Pour autant, l’empire hérité des conquêtes de Nabuchodonosor et de son père ne se disloque pas, ce qui semble témoigner de la solidité de leur construction politique. Sur la longue durée, on peut donc dire que le règne de Nabuchodonosor participe au renforcement et à la stabilisation des empires de plus en plus vastes qui dominent le Moyen-Orient à  partir du 1er millénaire avant J.-C.


Nabuchodonosor II

 

On sait aussi que Nabuchodonosor a été un grand bâtisseur et c’est finalement ce qu’on retiendra de lui aujourd’hui. La plupart des monuments de Babylone, mis au jour par les grandes fouilles allemandes du début du 20ème siècle datent de son époque. Il reprend les immenses travaux de restauration et d’embellissement de Babylone initiés par son père : le sanctuaire de Marduk, un grand nombre de temples de la ville, la reconstruction de l’enceinte avec ses fameux deux murs parallèles.

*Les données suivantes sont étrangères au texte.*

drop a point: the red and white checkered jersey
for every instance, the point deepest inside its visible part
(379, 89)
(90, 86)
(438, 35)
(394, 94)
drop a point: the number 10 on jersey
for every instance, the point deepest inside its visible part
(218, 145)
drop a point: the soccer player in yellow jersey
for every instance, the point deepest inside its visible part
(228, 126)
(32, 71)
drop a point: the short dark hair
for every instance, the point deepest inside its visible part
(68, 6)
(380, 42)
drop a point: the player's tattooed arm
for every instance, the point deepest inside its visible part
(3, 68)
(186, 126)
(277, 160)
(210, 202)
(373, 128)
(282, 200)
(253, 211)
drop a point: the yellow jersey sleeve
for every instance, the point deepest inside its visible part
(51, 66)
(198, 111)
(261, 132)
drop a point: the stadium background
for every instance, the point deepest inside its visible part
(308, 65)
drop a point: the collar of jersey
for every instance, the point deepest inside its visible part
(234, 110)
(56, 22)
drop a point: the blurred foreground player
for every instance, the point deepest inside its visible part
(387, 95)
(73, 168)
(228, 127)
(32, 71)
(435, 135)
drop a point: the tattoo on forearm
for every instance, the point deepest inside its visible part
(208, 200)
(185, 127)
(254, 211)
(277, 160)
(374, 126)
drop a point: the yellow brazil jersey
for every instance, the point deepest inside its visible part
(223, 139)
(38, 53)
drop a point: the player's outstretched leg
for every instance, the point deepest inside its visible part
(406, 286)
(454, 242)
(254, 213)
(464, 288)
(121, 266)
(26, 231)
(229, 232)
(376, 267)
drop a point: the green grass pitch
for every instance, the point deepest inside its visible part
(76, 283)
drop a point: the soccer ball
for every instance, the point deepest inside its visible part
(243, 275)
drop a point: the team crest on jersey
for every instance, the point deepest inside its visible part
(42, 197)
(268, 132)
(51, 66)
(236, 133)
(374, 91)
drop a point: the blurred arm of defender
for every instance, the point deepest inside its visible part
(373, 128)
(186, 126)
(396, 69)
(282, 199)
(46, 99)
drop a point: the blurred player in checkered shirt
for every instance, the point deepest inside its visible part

Babylone, ne l’oublions pas, fut, durant le premier millénaire avant notre ère, l’une des villes les plus importantes du monde. Située aujourd’hui en Irak, Babylone compta sous le règne de Nabuchodonosor environ 80.000 habitants et s’étendait de part et d’autre de l’Euphrate. Les dix premières années de son règne, le Roi, presque chaque année, termina avec succès d’importantes campagnes militaires, ce qui lui permit de récolter d’immenses tributs ensuite utilisés certes pour financer d’autres expéditions, mais surtout pour la construction d’imposants ouvrages de défense et d’embellissement de la ville.   
Il restaura ainsi la Grande Ziggourat grâce au travail du peuple juif captif. Ce temple est probablement la célèbre Tour de Babel. L’autre construction majeure fut celle que l’on appelle les Jardins Suspendus de Babylone, une des Sept Merveilles du monde ancien. Nabuchodonosor les aurait fait construire à l’intention de sa femme Amytis , mais on ne les a jamais retrouvés.

Toutefois, la réussite fulgurante de Nabuchodonosor ne lui survécut guère : les courts règnes de ses quatre successeurs, fils et gendres, séparent d’un quart de siècle à peine sa mort de la prise de Babylone par les Perses (539).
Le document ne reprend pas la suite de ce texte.